I'm planning on heading over to ForceFed to dyno again the weekend after H2O...

How about we have a friendly show down, same dyno, same day? It's never going to answer anything about F23 vs. GTT because I'm on E85 and you have a big port, cam and WMI, but I think it would be good for the community to see a pair of hybrids putting out close to 400whp two very different ways. :thumbup:

Oh yea Steve... Loser buys :beer::beer:


----------



## 4ceFed4 (Apr 3, 2002)

About that highest stock frame turbo HP uncorrected:


----------



## Twopnt016v (Jul 5, 2009)

Whats new with the car? Isn't that video like a year old?


----------



## [email protected] Performance (Jul 20, 2011)

4ceFed4 said:


> About that highest stock frame turbo HP uncorrected:


 Actually MadMax beat you on that IIRC but I think you will both be in the 400whp+ stock frame turbo club soon


----------



## warranty225cpe (Dec 3, 2008)

4ceFed4 said:


> I'm planning on heading over to ForceFed to dyno again the weekend after H2O...
> 
> How about we have a friendly show down, same dyno, same day? It's never going to answer anything about F23 vs. GTT because I'm on E85 and you have a big port, cam and WMI, but I think it would be good for the community to see a pair of hybrids putting out close to 400whp two very different ways. :thumbup:
> 
> Oh yea Steve... Loser buys :beer::beer:


Best thing I've heard out of this thread yet. A little head to head would be cool! I really wish there was a way to get the F23 and GTT to go head to head with equal mods. Honestly, if the F23 is on a canned tune and the GTT is on one of Gonzos tunes, I already know the answer.. It would be great for the community though. Competition could spur raising the bar for the "small frame" crowd. 400whp out of a Ko3/4 hybrid..:what:
Yup, right around the corner.

Edit: I almost want to say F23+cam+big port+WM = GTT on E85. I know that's a bit of an assumption, but it would make sense that you guys are about on the same level power wise.


----------



## donner454 (May 11, 2013)

^This^ 

For all the money you spend pushing it to the max, I'd just stick with a package PPT kit and you'll be happy with your 450HP+

do it once, twice or three times


----------



## toby lawrence (Dec 12, 2011)

360 - 400whp on a stock frame turbo... tehehehe. It's sort of a moot point to blast each other when the car can't run those power levels safely, and reliably, for the long haul, without forged internals, an upgraded clutch, or something like E85 or W/M to keep the knock down.

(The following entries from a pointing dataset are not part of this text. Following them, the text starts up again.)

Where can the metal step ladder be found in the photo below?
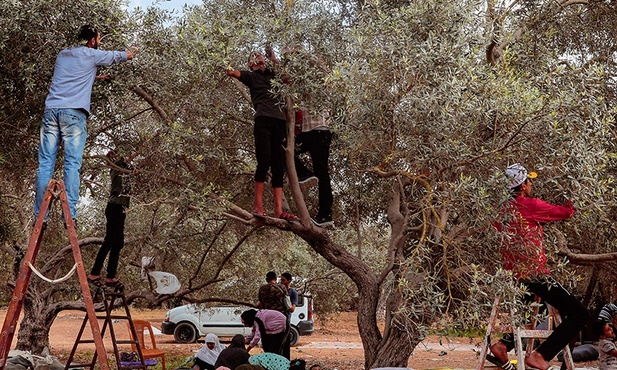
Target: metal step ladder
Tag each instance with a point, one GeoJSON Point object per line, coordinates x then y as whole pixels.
{"type": "Point", "coordinates": [55, 190]}
{"type": "Point", "coordinates": [531, 334]}
{"type": "Point", "coordinates": [109, 300]}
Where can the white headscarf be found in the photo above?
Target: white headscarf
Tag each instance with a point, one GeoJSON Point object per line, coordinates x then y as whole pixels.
{"type": "Point", "coordinates": [210, 355]}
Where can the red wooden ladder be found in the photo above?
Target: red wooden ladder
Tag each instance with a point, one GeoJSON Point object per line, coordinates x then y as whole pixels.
{"type": "Point", "coordinates": [55, 189]}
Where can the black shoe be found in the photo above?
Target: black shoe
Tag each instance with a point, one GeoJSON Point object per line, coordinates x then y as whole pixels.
{"type": "Point", "coordinates": [307, 178]}
{"type": "Point", "coordinates": [322, 221]}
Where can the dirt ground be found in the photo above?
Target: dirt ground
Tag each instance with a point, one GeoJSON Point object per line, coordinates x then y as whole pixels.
{"type": "Point", "coordinates": [334, 345]}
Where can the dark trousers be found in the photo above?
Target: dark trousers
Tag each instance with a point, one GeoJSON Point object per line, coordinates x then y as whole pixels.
{"type": "Point", "coordinates": [113, 242]}
{"type": "Point", "coordinates": [317, 144]}
{"type": "Point", "coordinates": [574, 316]}
{"type": "Point", "coordinates": [270, 141]}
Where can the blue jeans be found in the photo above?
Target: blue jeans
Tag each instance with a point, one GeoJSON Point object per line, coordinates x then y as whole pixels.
{"type": "Point", "coordinates": [69, 127]}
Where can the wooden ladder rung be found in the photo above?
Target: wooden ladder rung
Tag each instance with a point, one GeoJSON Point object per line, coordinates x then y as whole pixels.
{"type": "Point", "coordinates": [534, 334]}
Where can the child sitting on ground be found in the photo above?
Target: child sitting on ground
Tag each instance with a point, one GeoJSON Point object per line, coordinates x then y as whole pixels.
{"type": "Point", "coordinates": [606, 346]}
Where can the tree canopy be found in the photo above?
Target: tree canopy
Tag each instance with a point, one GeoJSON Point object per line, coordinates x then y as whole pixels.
{"type": "Point", "coordinates": [430, 102]}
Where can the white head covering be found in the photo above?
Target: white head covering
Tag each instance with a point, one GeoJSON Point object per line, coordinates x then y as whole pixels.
{"type": "Point", "coordinates": [210, 355]}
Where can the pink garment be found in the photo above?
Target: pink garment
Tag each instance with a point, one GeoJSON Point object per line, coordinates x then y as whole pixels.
{"type": "Point", "coordinates": [274, 322]}
{"type": "Point", "coordinates": [523, 236]}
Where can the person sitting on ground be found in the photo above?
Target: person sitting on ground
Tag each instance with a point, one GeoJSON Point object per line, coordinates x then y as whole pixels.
{"type": "Point", "coordinates": [297, 364]}
{"type": "Point", "coordinates": [270, 361]}
{"type": "Point", "coordinates": [234, 355]}
{"type": "Point", "coordinates": [606, 346]}
{"type": "Point", "coordinates": [208, 354]}
{"type": "Point", "coordinates": [267, 325]}
{"type": "Point", "coordinates": [270, 130]}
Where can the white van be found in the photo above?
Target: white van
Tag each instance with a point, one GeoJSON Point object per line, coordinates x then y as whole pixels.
{"type": "Point", "coordinates": [190, 322]}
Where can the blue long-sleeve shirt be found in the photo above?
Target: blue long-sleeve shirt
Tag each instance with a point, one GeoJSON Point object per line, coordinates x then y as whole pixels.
{"type": "Point", "coordinates": [74, 74]}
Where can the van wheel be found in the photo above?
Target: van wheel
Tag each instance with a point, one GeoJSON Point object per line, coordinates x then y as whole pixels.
{"type": "Point", "coordinates": [185, 333]}
{"type": "Point", "coordinates": [293, 336]}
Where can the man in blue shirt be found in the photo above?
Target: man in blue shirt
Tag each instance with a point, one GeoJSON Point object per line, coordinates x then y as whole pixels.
{"type": "Point", "coordinates": [66, 108]}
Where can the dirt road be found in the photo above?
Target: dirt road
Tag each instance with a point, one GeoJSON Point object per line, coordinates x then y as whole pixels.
{"type": "Point", "coordinates": [335, 343]}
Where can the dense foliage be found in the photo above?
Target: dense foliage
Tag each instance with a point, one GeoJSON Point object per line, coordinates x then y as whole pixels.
{"type": "Point", "coordinates": [430, 101]}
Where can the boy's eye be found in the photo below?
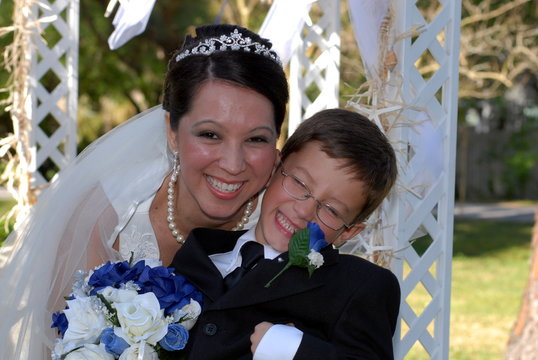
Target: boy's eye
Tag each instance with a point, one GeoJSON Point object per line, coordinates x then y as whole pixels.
{"type": "Point", "coordinates": [332, 211]}
{"type": "Point", "coordinates": [258, 139]}
{"type": "Point", "coordinates": [208, 134]}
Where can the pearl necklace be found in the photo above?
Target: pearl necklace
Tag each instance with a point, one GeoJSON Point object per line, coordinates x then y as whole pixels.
{"type": "Point", "coordinates": [170, 218]}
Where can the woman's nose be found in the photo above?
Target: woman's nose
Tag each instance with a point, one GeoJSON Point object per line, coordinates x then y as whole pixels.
{"type": "Point", "coordinates": [232, 159]}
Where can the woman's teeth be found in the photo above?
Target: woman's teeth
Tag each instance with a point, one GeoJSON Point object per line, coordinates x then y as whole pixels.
{"type": "Point", "coordinates": [221, 186]}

You *have* to upgrade a bunch of stuff to do those power levels consistently, so saying one isn't as good as the other is just hogwash.


----------



## warranty225cpe (Dec 3, 2008)

toby lawrence said:


> 360 - 400whp on a stock frame turbo... tehehehe. It's sort of a moot point to blast each other when the car can't run those power levels safely, and reliably, for the long haul, without forged internals, an upgraded clutch, or something like E85 or W/M to keep the knock down.
> 
> You *have* to upgrade a bunch of stuff to do those power levels consistently, so saying one isn't as good as the other is just hogwash.


E85 + rods + pump & injectors. It's not rocket surgery :laugh:


----------



## toby lawrence (Dec 12, 2011)

warranty225cpe said:


> E85 + rods + pump & injectors. It's not rocket surgery :laugh:


Oh, sure. It's really simple... add fuel and air. People like to complicate it, though. I was mostly commenting on the bashing of "oh well you needed cams and W/M to get that power with XYZ kit!" etc etc. While you could literally compare the GTT kit to the FT kit, both as advertised, with two bone stock cars.... it's a terrible comparison because nobody is going to be able to run either of those kits to their full potential without add-ons. Also, the bashing is even more insidious because both of the aforementioned kits include a lot of stuff.... inlet pipes, exhaust manifolds, etc. Nobody is literally just putting in a new turbo and making 350whp.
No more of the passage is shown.